The holiday shopping season is now in full swing. I fact, a lot of us may have already finished purchasing gifts. But for those who haven't, here are a dozen practical tips from the Federal Trade Commission (FTC) to help you watch your wallet, shop wisely and protect your personal information.
Make a shopping list and check it twice. Make sure your budget includes incidentals like cards, wrapping paper, parking, or eating out.
Consider customer reviews carefully. The law says reviewers should disclose their connection to a company, but not all of them do. Before you buy anything based on a review, search online for information from sources you trust. Compare reviews from a variety of websites.
If you use mobile apps to shop for deals, be aware of how the apps are paid for, what information they may gather from your device, or who gets that information.
Giving jewelry? Take some time to learn the terms used in the industry so you can get the best quality and value.

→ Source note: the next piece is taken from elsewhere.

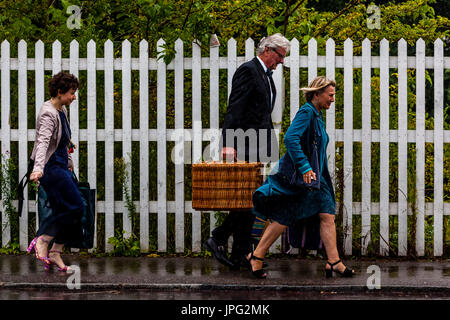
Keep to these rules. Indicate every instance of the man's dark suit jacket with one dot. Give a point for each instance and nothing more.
(249, 107)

Make sure the scanned price is right. Overcharges cost you money and time, especially if you don't notice them right away.

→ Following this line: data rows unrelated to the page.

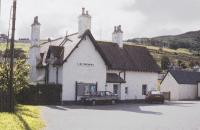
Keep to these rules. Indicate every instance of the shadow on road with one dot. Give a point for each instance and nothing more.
(119, 107)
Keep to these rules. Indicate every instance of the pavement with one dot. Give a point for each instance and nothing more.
(179, 115)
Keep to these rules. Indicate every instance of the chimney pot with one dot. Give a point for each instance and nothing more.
(49, 39)
(115, 28)
(83, 11)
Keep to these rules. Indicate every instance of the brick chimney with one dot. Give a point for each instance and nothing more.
(84, 22)
(117, 36)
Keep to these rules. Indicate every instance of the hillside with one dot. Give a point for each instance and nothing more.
(189, 40)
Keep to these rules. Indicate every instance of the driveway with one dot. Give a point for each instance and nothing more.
(180, 115)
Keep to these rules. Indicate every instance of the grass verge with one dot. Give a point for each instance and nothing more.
(25, 118)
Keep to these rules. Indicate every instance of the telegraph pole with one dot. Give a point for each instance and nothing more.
(11, 88)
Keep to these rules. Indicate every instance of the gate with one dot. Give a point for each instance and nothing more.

Save every receipt. When you're shopping online, keep copies of your order number, the refund and return policies, shipping costs and warranties.
Free can be costly. Screen savers, e-cards, or other free seasonal downloads can carry viruses. Keep your anti-virus and anti-spyware software, and your firewall, current.
Billed for merchandise that wasn't received? Here's what to do Â if you get a bill for merchandise that you -- or your Aunt Colleen -- never received.
Treat a gift card like cash. If it's lost or stolen, you may be out the whole amount. Report it to the issuer right away.
If you're shopping "green," online or off, examine product claims carefully.
Be stingy when it comes to sharing your personal information. Don't give out your credit card or other financial information for a chance at the newest tech toy, free gift card, seasonal job or holiday vacation rental.
Tis the season to be wary, especially of charities that don't -- or won't -- provide key information in writing. Look for their mission statement, costs and where the money goes.